Update: I got some 4mm coroplast from a local plastics dealer. I wanted thicker, but this was all they had. The concept here is to create an air gap between the panels and the roof. The coroplast channels are oriented so convection would carry the hot air out toward the apex of the tent . Because the ambient temperature is going up as the day continues. It’s about 60F ambient today. This is far from a highly controlled experiment and I’m a graduate school dropout so take this whole thing for what it is.

First experiment was 1 layer of coroplast between the panel and the roof. I allowed 20 minutes of sun to let temps equalize. No appreciable temperature drop inside. Some temperature drop outside. This makes me seriously doubt the Youtube video crowd advocating for 1 layer of thin coroplast as a cooling solution - although the panel is cooler than the unspaced panel. Not noted in this first picture, the untreated roof temperature was ~99F.
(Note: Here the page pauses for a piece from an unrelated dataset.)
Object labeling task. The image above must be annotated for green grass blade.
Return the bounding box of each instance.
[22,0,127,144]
Second experiment was 2 layers of coroplast between the panel and roof. Allowed for 20 minutes of sun to let temps equalize. Improved but still significantly hotter than without panels on the roof.

Third experiment was 3 layers of coroplast between the panel and roof. Allowed for 20 minutes of sun to let temps equalize.

Fourth Experiment was 4 layers, same conditions.

Summarizing the Coroplast experiments:
RTD: Inside roof temperature difference between untreated (bare) and coroplast treated area.
IRPTD: Inside roof temperature difference between untreated solar and coroplast solar
OPTD: Outside temperature difference between treated and untreated area.

  1. RTD: ~14 degree. IRPTD:1 degrees OPTD: ~8 degrees.
  2. RTD: ~10 degrees. IRPTD:8 degrees OPTD: ~15 degrees.
  3. RTD : ~11 degrees. IRPTD: 7 degrees OPTD: ~6 degrees.
  4. RTD: ~7 degrees. IRPTD:16 degrees OPTD: ~18 degrees.

All in all kind of hard to read, but basically small effects inside (<10%) with diminishing returns somewhere in the neighborhood of 3-4 layers. I’m not sure what to make of the huge difference in outside panel temps for the 4 layer setup. Kind of anomalous.

An interesting note is that polyethylene (the plastic coroplast is made from) is generally transparent to heat energy (3-12umish (very rough numbers)). So the effect here is mostly likely heat radiating or conducting to the surface below, the reduction in heat is due to the spacing/inverse square law and perhaps some small cooling effect from the air channels.

transmission polyethylene

EDIT: I did some tests including a sandwiched piece of woven radiant barrier material, nothing impressive happened.